A cidade é linda, sem dúvida, e normalmente eu acabava optando por dirigir eu mesmo apenas para poder admirar toda sua beleza, mas seria legal poder fazer outras coisas, como no próprio GTA. O jogo garante que, pelo menos a região central, foi meticulosamente recriada de acordo com como Los Angeles era nos anos 40. Para nós, brasileiros, isso acaba sendo mais curiosidade do que qualquer outra coisa, mas deve ser bem legal para quem conhece bem a cidade ver locais reais recriados em um videogame. E se não fosse por esse cuidado em recriá-la, eu diria que esse aspecto “mundo aberto” foi enfiado ali por exigência da Rockstar.

O desenvolvimento de L.A. Noire foi bastante longo e conturbado, então seria perfeitamente natural que vários aspectos dele tivessem sido colocados por exigência de engravatados. E, cá entre nós, eu apostaria minhas moedas que foi exatamente isso que aconteceu nas cenas de ação.

Ocasionalmente, você vai se envolver em tiroteios, perseguições e até brigas de braço. E esses momentos não são ruins, mas claramente deixam a dever a títulos de ação e parecem forçados. Para você ter uma ideia, é possível pegar armas largadas por bandidões mortos, mas uma vez que você as pega, não dá mais para trocar. Além disso, as armas têm munição limitada, mas em nenhum lugar do HUD do jogo a quantidade de balas restantes é mostrada. Não dá nem para saber quando é necessário recarregar.

O que achei legal nessas cenas é que elas são realistas. Ao contrário de jogos como Uncharted, em que você controla um sujeito simpático e boa praça que mata centenas de pessoas enquanto faz piadas (e nenhum dos outros personagens vê nada estranho com isso), aqui os tiroteios normalmente envolvem apenas uns três ou quatro bandidos, mais próximo do que seria para um policial na vida real. Só nas últimas duas fases é que o jogo nos coloca em frente a dezenas, talvez centenas de bandidos, mas acho que eles precisavam disso para chamar de clímax. =D

EU QUERIA INVESTIGAR, MAS O ASTRO DO ROCK NÃO DEIXAVA

Para piorar, o jogo usa versões pioradas de marcas registradas da Rockstar, como o minimap circular e a mira em pontinho. A mira em pontinho sempre foi ruim e não está melhor aqui. Ela é pequena e difícil de enxergar, e a Rockstar tanto sabe disso que coloca a opção auto-aim em todos os seus jogos, o que seria completamente desnecessário se utilizassem um design de mira decente. Mas ela é orgulhosa demais para fazer isso, e continua usando um indicativo visual que deixa o jogador sem saber para onde está apontando a arma.

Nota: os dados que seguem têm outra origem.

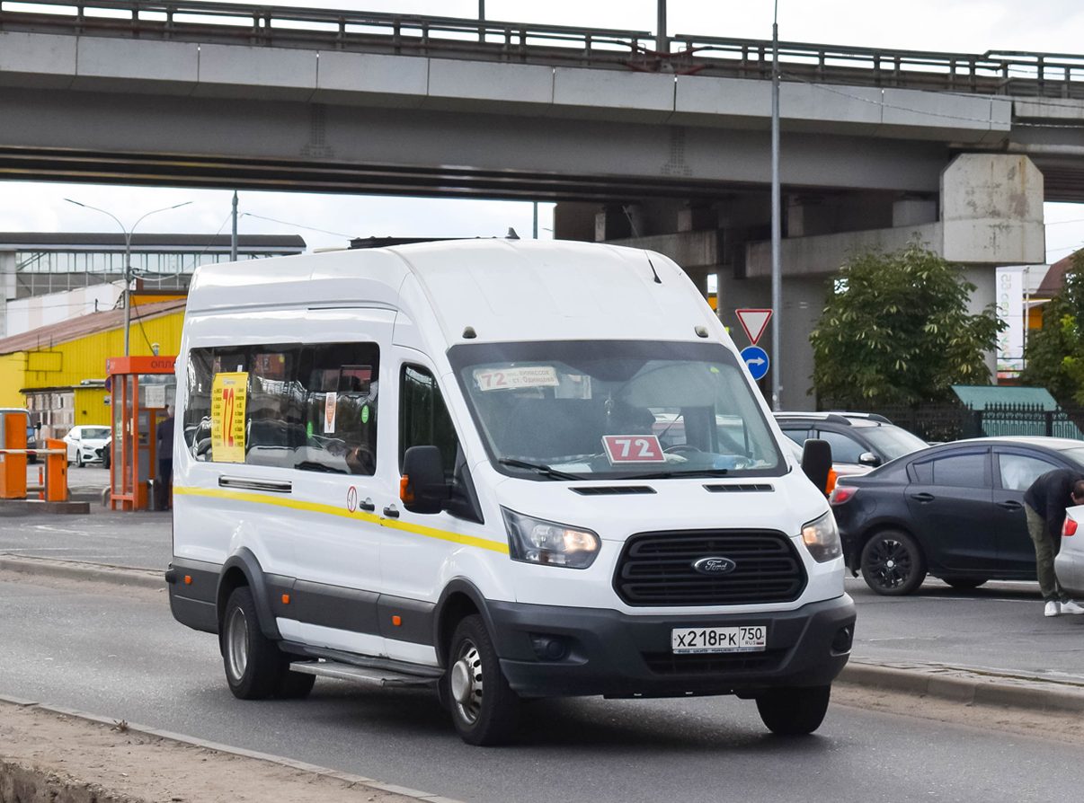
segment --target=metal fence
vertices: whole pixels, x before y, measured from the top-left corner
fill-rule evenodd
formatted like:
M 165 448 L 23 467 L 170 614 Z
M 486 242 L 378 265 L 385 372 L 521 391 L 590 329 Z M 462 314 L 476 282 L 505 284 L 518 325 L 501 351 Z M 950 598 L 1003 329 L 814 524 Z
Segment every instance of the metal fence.
M 0 0 L 0 30 L 771 78 L 765 39 L 199 0 Z M 660 47 L 661 46 L 661 47 Z M 1084 54 L 779 42 L 784 80 L 1084 98 Z
M 1084 441 L 1084 407 L 1044 410 L 1040 404 L 988 404 L 973 410 L 963 404 L 922 404 L 869 411 L 925 441 L 962 438 L 1045 436 Z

O minimap não costuma ser um problema, mas pioraram consideravelmente o “GPS”. Em jogos como GTA ou Red Dead Redemption, o caminho a seguir fica marcado no mapa. Aqui, fica marcado apenas o seu destino. Para saber onde virar, você tem que ficar constantemente para o seu parceiro, apertando o quadrado. Além de ser chato ter que fazer isso em todas as ruas caso você queira seguir o caminho mais curto, ele demora para responder. E os cinco segundos que passam entre o momento que você apertou o botão e a resposta dele te mandando virar a próxima à direita normalmente são o suficiente para você ter passado quatro ou cinco quarteirões.

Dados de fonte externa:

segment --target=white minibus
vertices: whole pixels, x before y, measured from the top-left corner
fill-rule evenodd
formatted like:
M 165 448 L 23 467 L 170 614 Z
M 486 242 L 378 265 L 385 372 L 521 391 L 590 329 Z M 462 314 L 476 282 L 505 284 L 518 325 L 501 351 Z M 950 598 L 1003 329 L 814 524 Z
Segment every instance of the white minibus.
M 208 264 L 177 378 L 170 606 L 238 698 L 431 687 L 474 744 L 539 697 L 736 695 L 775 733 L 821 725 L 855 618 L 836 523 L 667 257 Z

A última aresta que me incomoda é que você NUNCA está fora de um caso. Solucionou um, o próximo já começa, exatamente como os capítulos de Mafia II. Isso te impede de explorar sem consequências. E as consequências são severas.

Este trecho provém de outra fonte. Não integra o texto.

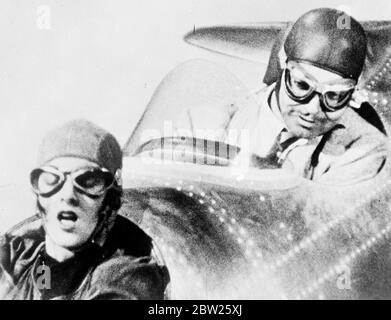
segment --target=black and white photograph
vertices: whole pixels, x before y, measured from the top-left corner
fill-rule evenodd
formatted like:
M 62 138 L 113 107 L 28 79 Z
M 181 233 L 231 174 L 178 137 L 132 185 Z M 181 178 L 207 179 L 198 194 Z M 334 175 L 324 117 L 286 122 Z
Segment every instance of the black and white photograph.
M 0 40 L 0 300 L 391 299 L 389 0 L 2 0 Z

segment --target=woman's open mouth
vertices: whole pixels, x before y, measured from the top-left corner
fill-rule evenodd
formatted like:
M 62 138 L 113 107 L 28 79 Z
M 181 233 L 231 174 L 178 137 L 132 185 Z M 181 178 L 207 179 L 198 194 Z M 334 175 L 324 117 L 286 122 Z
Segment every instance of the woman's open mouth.
M 61 211 L 57 215 L 57 219 L 60 222 L 61 229 L 71 230 L 75 227 L 77 215 L 73 211 Z
M 306 129 L 311 129 L 315 126 L 315 120 L 308 119 L 302 116 L 298 117 L 298 122 L 301 127 L 304 127 Z

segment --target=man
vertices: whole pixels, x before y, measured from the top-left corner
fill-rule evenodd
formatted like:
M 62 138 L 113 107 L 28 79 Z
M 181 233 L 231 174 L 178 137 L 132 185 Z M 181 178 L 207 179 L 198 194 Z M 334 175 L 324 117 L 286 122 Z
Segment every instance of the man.
M 353 103 L 366 51 L 365 32 L 352 17 L 307 12 L 285 37 L 281 69 L 272 65 L 276 81 L 256 94 L 257 107 L 239 106 L 229 129 L 250 129 L 253 153 L 319 183 L 376 176 L 386 159 L 385 130 L 368 103 Z
M 31 172 L 37 215 L 0 238 L 1 299 L 163 299 L 152 240 L 117 215 L 122 152 L 85 120 L 49 132 Z

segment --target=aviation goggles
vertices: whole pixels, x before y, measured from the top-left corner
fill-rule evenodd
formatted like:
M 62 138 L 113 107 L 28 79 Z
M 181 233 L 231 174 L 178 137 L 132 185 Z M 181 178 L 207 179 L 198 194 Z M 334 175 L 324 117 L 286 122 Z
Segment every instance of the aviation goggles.
M 105 168 L 88 167 L 74 171 L 59 171 L 47 166 L 31 171 L 30 182 L 33 192 L 50 197 L 62 188 L 67 176 L 78 191 L 92 197 L 104 194 L 115 181 L 114 175 Z
M 334 80 L 319 83 L 299 63 L 288 61 L 285 68 L 285 88 L 288 96 L 301 103 L 311 101 L 315 93 L 328 111 L 344 108 L 349 102 L 356 86 L 352 79 Z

Qualquer batida em outros carros ou em hidrantes vai te custar uma penalidade na quantidade de estrelas que você ganha ao final do caso. Se você atropelar um pedestre então, sai de baixo. Faz sentido, pela história do jogo, mas não faz sentido como design choice para um jogo de mundo aberto, gênero cujo maior apelo sempre foi espalhar o terror sem consequências.

Agora imagina que você resolve fazer uma das sidequests que envolve uma perseguição de carros. Você está sempre dentro de um caso, então tudo que fizer ali vai afetar sua pontuação. E você consegue imaginar uma perseguição motorizada sem danos ao cenário? Pois é!

Assim, se você quiser ganhar cinco estrelas ao final de um caso, o melhor a fazer é deixar sempre seu parceiro dirigir e não fazer nenhuma sidequest, se mantendo no caminho linear da história. E daí entra a pergunta: se é pra ser assim, mundo aberto pra quê?

É uma decisão de design desnecessariamente regrada, que acaba colocando L.A. Noire no grupo de Dead Rising, o grupo dos jogos de mundo aberto que não nos deixam brincar. Neste caso, felizmente, dói menos, porque tem muito menos coisa para fazer do que nos shoppings infestados por zumbis, mas ainda assim não dá para entender essa decisão.

Esses defeitos não estragam o jogo de forma alguma, mas foram chatos o suficiente para impedir que eu desse a nota máxima.

APESAR DAS PROVAS EM CONTRÁRIO, TIVE QUE TOMAR UMA DECISÃO

E essa decisão, amigo delfonauta, é “compre L.A. Noire” caso ainda não tenha feito isso. Assim como Heavy Rain, é o surgimento de um novo tipo de jogo e uma nova forma de se contar histórias. Como tudo que é novo, tem várias arestas a serem aparadas, mas o futuro do gênero promete ser brilhante.

DICA:

Para te ajudar nas conversas, você pode perguntar para os universitários para a comunidade, e usar um ponto de intuição para ver o que a maioria respondeu. E daí vem minha dica, baseada nos meus poderes de observação: é possível saber quando é lie sem usar um ponto de intuição. Selecione o espaço abaixo se quiser saber como:

Ao abrir a tela de intuição, você verá uma frase como “99,7% dos jogadores que usaram um ponto de intuição neste momento acertaram”. A-há, mas usar o ponto de intuição mostra a resposta certa, mas não como você prova se for mentira. Assim, se essa porcentagem estiver em qualquer coisa abaixo de 95%, pode apostar que é mentira. Como os jogadores ainda têm que escolher a prova, acaba abaixando a porcentagem de acertos. Isso nunca falhou para mim, especialmente em alguns casos onde o número chega a ser tão baixo quanto 18%. Por que 72% das pessoas pediriam ajuda para não aceitar a ajuda? Ora, elas aceitaram a ajuda, mas não souberam justificar a acusação! Rá! =D

PS: Os intertítulos desta matéria foram baseadas em frases e situações clássicas do cinema noir. Leia todos eles com uma voz grave e rasgada, como se você tivesse passado os últimos 42 anos fumando 50 maços de cigarro por dia.